The Ke$ha-Loving, Command-Defying Army Auteur [ny mag]
You may recall back in May I posted a lipdub video created by Army Specialist Codey Wilson, set to Ke$ha's "Blah Blah Blah" which riffed on the idea of gays in the military. The video, created in Iraq, quickly went viral, and while the original has been removed, copies exist, one of which I've posted after the jump.
New York magazine has posted a big profile on Wilson and his unit, the meaning behind the video, and why they put it together (that's Wilson in the humvee loincloth still below).
Anyway, Wilson talks to NY Mag about gays in the military and what a repeal of "Don't Ask, Don't" tell might mean:
Nobody in Wilson's “If the Army Goes Gay” video is actually gay, even though that's the part that a lot of people got stuck on. He says he'd be shocked (shocked, not upset, he is careful to say) if he found out there were any gay guys in his unit. “They're all from Virginia, where we have a lot of straight arrows.”

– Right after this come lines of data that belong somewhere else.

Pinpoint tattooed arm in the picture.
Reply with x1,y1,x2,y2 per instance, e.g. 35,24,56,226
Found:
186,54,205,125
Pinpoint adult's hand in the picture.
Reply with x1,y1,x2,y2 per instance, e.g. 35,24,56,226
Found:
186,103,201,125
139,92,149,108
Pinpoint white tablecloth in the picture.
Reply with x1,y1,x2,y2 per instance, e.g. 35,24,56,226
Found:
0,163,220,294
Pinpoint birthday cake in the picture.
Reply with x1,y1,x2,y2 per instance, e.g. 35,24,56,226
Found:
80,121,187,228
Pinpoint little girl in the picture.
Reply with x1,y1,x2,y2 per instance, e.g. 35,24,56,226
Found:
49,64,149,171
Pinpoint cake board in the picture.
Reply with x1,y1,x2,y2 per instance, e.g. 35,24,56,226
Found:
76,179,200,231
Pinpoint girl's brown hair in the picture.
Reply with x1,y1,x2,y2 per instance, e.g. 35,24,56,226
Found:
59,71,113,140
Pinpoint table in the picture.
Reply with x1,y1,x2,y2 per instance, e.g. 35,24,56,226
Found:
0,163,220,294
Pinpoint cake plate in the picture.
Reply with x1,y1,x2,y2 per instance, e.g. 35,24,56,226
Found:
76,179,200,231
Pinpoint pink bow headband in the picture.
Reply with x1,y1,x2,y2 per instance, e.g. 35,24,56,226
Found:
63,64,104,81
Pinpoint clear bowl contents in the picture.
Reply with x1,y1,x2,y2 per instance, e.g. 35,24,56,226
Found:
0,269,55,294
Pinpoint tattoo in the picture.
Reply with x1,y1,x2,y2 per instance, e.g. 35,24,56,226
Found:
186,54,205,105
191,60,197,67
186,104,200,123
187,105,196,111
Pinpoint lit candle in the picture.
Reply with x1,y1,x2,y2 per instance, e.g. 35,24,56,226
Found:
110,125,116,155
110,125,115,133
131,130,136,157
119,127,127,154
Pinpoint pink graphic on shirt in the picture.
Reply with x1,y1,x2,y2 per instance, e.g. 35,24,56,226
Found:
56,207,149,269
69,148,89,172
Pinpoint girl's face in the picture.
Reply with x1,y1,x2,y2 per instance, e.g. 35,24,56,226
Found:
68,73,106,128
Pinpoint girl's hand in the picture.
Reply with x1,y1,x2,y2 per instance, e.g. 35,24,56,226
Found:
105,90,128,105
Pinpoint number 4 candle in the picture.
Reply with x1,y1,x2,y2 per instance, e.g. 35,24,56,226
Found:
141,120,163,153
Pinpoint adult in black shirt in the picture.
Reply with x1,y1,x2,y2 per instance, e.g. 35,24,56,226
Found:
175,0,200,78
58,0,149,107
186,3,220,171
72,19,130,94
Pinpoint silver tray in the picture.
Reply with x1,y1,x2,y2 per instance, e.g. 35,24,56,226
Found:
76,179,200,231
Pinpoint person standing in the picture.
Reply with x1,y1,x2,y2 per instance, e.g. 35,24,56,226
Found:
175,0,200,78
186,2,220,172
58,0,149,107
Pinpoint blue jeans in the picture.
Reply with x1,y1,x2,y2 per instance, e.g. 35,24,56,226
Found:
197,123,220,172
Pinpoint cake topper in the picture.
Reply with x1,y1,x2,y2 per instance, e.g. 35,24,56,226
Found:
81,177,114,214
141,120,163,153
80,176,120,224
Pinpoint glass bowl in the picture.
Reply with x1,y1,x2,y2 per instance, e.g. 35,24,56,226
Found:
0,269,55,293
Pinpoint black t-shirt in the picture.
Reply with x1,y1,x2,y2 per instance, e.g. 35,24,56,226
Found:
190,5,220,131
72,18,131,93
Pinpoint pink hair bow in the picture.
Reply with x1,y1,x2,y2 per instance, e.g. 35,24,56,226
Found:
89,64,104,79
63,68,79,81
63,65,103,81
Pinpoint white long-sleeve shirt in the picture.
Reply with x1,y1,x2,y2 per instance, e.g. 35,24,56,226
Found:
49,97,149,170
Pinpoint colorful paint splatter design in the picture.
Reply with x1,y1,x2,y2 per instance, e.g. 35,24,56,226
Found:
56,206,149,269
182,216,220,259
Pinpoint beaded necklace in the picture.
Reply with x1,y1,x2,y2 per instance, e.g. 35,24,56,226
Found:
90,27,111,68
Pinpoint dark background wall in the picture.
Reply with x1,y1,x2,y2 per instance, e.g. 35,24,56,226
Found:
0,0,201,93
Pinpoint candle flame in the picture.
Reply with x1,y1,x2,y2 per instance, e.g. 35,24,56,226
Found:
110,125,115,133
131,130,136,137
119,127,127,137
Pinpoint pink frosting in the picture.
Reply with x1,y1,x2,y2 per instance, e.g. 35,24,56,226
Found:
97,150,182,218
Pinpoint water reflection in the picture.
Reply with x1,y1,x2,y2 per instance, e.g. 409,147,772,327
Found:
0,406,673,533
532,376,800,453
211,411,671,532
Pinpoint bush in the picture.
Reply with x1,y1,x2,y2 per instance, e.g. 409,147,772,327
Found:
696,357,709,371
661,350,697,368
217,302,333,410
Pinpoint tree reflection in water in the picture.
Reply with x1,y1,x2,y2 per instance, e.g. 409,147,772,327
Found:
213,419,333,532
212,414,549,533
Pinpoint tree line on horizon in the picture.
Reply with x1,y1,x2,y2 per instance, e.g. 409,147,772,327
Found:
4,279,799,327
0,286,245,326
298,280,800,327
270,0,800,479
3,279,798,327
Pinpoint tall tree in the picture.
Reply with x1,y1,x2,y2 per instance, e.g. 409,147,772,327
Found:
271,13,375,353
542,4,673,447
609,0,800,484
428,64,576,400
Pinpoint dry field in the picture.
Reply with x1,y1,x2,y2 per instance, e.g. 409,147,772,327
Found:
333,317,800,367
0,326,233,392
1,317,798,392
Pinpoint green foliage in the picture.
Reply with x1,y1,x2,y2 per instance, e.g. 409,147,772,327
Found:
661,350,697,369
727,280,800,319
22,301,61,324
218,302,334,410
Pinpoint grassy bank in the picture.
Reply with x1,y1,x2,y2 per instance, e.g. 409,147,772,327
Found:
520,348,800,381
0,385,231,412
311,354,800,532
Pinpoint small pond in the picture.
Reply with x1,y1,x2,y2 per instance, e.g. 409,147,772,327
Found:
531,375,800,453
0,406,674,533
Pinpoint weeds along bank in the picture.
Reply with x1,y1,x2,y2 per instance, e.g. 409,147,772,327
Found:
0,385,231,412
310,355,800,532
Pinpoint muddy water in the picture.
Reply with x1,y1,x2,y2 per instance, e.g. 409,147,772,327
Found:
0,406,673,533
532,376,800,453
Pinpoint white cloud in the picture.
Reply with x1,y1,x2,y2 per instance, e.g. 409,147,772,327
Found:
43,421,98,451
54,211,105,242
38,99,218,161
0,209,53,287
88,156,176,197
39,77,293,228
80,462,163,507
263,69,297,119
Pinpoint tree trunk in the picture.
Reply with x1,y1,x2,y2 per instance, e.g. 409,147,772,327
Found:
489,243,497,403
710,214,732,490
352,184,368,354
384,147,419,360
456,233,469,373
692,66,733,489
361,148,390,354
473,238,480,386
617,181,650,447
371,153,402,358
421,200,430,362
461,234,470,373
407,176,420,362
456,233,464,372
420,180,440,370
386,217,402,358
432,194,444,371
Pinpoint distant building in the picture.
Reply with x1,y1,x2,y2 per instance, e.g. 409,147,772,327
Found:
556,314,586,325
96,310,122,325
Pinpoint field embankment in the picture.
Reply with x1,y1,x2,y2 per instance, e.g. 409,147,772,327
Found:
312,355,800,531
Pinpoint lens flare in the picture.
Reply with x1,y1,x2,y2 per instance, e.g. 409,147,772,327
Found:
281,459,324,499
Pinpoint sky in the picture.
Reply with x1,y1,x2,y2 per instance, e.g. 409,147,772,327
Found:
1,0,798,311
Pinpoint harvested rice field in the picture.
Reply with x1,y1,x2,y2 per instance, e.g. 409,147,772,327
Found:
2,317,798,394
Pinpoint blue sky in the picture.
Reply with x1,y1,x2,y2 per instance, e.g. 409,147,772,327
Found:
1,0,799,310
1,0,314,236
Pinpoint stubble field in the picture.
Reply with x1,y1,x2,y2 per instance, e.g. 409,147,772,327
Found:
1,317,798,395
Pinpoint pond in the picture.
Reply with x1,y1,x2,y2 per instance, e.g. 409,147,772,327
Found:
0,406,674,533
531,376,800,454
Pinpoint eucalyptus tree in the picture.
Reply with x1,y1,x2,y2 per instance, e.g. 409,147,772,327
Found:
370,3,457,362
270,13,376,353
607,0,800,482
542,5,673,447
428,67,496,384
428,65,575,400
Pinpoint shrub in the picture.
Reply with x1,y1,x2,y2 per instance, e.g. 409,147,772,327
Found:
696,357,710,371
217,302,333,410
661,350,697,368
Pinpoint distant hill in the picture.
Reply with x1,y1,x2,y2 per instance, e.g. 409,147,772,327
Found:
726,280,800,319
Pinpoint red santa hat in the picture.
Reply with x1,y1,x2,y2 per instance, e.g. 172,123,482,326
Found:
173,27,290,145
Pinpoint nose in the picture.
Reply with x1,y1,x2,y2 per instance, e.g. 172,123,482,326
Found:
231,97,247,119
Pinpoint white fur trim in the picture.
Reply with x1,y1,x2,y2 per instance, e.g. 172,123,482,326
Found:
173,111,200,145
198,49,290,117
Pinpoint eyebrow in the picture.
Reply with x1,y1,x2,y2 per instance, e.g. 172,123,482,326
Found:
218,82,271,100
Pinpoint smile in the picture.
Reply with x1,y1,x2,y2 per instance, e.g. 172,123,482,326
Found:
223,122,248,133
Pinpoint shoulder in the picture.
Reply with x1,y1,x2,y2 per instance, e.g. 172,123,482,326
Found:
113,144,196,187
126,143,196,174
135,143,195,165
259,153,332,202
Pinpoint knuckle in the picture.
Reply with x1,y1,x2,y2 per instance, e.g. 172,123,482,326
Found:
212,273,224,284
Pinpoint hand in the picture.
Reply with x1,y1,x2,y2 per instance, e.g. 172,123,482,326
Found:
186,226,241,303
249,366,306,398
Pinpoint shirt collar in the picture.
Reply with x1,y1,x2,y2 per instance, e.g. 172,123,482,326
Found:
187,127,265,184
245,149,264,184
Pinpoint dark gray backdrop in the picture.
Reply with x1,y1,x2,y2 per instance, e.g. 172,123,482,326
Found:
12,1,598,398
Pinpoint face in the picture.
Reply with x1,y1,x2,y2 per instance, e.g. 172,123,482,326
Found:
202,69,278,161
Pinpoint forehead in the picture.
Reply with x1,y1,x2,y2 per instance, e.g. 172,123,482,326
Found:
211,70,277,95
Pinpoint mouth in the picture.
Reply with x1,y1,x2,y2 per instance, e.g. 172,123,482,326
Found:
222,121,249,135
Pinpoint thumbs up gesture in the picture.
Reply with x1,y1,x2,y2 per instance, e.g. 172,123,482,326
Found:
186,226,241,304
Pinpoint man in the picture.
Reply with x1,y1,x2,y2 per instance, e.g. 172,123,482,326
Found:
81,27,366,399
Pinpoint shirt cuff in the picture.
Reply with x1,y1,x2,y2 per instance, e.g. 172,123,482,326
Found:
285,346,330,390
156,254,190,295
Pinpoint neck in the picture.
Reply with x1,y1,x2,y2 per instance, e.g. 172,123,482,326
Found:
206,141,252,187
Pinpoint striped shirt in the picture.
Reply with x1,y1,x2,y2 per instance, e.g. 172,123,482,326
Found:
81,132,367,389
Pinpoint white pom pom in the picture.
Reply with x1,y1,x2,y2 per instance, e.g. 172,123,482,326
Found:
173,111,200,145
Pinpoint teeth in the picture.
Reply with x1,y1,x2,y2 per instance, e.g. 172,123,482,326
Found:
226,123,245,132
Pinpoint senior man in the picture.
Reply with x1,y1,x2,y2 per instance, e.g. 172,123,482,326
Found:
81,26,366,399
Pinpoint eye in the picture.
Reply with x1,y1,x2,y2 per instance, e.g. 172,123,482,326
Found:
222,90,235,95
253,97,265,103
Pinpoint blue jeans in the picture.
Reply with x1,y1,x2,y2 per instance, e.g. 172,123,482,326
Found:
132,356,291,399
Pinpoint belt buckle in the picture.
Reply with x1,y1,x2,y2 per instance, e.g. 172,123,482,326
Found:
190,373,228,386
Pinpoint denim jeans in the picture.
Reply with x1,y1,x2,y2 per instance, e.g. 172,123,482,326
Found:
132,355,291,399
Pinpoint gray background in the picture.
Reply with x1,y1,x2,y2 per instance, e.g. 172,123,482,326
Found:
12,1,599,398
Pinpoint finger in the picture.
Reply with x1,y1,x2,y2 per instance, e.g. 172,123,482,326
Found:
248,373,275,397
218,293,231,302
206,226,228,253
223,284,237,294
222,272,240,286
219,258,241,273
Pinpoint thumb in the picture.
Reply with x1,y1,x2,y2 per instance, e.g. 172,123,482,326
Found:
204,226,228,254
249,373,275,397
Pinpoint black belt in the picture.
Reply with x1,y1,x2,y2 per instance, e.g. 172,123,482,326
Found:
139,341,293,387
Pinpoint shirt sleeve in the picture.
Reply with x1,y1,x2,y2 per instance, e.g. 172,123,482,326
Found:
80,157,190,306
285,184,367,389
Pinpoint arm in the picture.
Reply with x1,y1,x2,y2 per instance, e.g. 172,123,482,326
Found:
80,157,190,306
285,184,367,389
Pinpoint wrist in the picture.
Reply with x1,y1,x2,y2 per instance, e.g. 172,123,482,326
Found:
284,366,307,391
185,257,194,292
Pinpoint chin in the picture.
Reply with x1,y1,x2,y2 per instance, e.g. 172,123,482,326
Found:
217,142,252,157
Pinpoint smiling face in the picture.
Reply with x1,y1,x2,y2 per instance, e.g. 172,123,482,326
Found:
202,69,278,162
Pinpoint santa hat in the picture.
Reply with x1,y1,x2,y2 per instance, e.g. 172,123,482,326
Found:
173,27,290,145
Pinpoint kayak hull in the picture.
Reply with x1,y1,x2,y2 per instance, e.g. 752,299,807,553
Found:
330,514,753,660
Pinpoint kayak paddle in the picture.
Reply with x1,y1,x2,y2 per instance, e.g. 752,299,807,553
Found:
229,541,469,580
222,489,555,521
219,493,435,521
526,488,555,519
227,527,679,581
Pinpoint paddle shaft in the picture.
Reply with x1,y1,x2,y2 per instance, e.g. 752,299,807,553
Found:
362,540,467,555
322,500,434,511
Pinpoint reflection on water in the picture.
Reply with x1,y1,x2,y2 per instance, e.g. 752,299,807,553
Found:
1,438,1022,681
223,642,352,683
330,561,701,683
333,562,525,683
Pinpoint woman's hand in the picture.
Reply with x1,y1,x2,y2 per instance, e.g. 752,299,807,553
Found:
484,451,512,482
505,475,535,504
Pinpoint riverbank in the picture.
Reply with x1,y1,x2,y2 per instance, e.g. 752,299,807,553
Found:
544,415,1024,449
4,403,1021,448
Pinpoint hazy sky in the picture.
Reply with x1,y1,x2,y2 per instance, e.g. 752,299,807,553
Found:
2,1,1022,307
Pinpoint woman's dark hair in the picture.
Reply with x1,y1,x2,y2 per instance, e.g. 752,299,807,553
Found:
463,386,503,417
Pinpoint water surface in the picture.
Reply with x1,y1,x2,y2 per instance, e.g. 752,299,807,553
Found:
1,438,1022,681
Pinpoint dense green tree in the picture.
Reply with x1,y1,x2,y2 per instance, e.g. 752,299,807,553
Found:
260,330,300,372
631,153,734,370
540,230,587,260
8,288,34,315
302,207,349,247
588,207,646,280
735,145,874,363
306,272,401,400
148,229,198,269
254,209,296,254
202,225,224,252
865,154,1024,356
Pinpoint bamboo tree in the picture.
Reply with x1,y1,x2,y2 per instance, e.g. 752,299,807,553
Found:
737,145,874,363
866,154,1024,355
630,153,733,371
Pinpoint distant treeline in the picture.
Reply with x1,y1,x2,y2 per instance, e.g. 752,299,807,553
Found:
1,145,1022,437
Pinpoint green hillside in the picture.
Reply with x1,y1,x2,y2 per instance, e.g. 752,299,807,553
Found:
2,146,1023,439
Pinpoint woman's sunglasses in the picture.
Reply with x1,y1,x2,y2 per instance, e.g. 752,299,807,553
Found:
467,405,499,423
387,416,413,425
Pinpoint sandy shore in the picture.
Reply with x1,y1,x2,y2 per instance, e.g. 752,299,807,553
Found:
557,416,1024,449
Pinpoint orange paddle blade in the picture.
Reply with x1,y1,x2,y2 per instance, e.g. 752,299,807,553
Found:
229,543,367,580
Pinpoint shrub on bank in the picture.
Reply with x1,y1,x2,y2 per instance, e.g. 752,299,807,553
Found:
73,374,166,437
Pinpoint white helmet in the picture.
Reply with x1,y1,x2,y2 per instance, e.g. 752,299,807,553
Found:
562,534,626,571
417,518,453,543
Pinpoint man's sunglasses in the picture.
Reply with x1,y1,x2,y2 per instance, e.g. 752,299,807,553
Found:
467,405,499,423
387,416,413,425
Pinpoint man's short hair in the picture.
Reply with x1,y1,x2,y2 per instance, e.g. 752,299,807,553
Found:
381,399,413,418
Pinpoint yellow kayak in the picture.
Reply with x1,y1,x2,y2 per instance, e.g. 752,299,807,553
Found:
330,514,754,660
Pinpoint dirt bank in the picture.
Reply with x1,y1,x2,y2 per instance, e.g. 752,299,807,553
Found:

Wilson says there are homophobes on the base, “backcountry rednecks” whom Wilson makes fun of, but mostly makes fun with, because that is how you get across the sand. There were guys in the company who thought Wilson was disrespecting the unit or speaking out in favor of the repeal. “I was also getting gay jokes for a while, but I have kind of a reputation at home—I've had like 50 girlfriends—so let people make jokes.”
The thing they seem most concerned about is that the repeal will usher in a slew of new rules about fraternization. “If everyone knows you're gay and you touch someone, even as a joke, you'll be going down for it, the same way that if a guy held a girl's hand on the—Stop it, man! My roommate's touching me right now.”
These kids don't have politics—or not the kind you'd recognize back home. They made the video, says Wilson, because they want to be part of the conversation. They watch Lady Gaga videos from their warm blue laptops thousands of miles away, they download current music and post items on Facebook about caches of puppies they find inside of old bunkers. More than anything it says about gays in the military, the message is, Hey, we're still here.
“The most special thing about the video I made,” says Wilson, “is that for a few days, we kind of became members of society. It was like we actually mattered.”